By Debra Austin~
Let’s talk about forming new habits.
We all have times in our lives when we want to change our behavior for the better. This could be eating healthier and drinking more water. Or it could be moving more and taking the dog for a daily walk. Or it could be work-related, or spiritual. There are so many areas in our lives we could improve if we created new habits.
Getting into the habit of doing something is often easier said than done. We seem to acquire bad habits without any effort, but forming a “good” habit can be a little more challenging.
Follow this easy three-step process to internalize the new behavior and make it a true habit — something we do automatically, like brushing our teeth.
Decide what new habit you want to form. Be clear and as specific as possible about why you are trying to change your behavior.
Don’t just tell yourself you want to exercise more. Instead, say something like, “I will go for a 30-minute walk every single day.” Remind yourself each day you’re exercising to keep your body strong and so you can play with the kids or grandkids.
Deciding what your new habit will be — and committing to when and how you’re going to do it — is half the battle.
The first days should be smooth sailing.
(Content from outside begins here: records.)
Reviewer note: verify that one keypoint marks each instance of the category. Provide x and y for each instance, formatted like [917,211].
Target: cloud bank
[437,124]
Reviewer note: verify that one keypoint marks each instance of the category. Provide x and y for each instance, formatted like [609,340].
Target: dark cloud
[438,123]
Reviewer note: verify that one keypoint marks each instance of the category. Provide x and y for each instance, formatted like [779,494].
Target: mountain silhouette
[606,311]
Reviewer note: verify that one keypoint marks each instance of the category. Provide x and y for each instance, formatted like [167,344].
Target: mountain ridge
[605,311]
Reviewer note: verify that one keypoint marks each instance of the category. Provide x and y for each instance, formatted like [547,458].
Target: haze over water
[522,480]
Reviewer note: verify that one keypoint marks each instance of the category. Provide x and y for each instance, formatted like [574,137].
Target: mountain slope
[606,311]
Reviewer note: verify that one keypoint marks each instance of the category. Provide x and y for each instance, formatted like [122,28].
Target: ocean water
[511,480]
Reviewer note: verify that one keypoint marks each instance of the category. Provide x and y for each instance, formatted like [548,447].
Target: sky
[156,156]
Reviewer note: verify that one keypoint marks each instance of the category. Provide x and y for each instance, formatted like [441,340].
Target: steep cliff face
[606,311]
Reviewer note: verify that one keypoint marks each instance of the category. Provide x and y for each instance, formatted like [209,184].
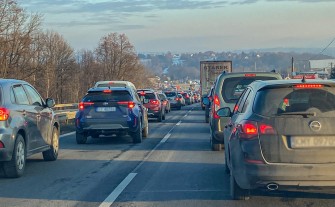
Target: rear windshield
[113,96]
[148,95]
[170,94]
[232,88]
[278,101]
[111,85]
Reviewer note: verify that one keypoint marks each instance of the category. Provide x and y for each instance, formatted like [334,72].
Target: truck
[209,70]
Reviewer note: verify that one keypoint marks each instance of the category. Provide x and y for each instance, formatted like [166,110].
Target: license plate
[312,141]
[105,109]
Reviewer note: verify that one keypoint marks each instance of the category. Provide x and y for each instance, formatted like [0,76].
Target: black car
[111,111]
[28,126]
[281,136]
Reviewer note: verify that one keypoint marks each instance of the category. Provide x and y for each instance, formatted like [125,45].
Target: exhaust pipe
[272,186]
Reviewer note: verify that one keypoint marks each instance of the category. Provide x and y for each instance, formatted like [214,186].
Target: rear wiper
[304,114]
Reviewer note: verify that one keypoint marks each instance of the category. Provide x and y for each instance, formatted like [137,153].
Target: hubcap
[55,143]
[20,155]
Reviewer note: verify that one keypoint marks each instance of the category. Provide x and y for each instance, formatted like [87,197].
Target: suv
[108,111]
[28,125]
[227,89]
[281,136]
[156,108]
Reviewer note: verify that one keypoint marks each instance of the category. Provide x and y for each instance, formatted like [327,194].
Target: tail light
[250,129]
[216,107]
[82,105]
[129,104]
[155,102]
[4,114]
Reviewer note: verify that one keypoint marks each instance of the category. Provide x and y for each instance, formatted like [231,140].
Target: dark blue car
[109,111]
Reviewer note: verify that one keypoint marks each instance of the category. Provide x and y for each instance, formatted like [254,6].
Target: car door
[29,114]
[43,116]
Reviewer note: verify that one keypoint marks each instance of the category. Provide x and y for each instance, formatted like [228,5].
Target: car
[156,108]
[280,135]
[111,111]
[227,89]
[175,100]
[165,101]
[28,125]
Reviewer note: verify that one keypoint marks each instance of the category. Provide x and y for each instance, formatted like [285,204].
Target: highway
[174,166]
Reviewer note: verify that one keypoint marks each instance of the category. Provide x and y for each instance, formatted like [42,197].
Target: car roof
[258,84]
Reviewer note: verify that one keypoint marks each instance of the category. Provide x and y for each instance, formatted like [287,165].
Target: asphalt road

You’re motivated and excited to get this done. Sticking to your new habit isn’t an issue. But after some time, you’ll notice that it’s easy to slip back into old habits.
Maybe it’s raining and you don’t really want to go out to walk. Or maybe your day just gets away from you. This is when it’s important to have a daily reminder. Set an alert on your phone or add the new habit to your daily to-do list for a while. Find an accountability partner so the two of you can motivate and bolster each other. Even something as simple as laying out your running clothes the night before and keeping your sneakers by the door will make it a easier to go out for that run.
It takes some time for a new behavior to become a true habit. How long? Well, it depends on your mindset and on how big of a change the behavior is. Switching from regular ice cream to low-sugar frozen yogurt probably won’t take long to solidify the new habit. But giving up ice cream altogether, or cutting out all sugar, might take quite a lot longer.
Until then, a routine will work to your best advantage. Even before the new behavior becomes automatic, a routine will help you get it done without having to spend a lot of willpower or relying on daily reminders. Make that daily walk as part of your after-dinner routine, or change from grabbing a snack from the vending machine to packing a healthy snack at home.
Decide to create that habit. Remind yourself to keep at it. And practice the routine until it’s second nature. You’ll be well on your way to forming — and keeping — a new, healthy habit.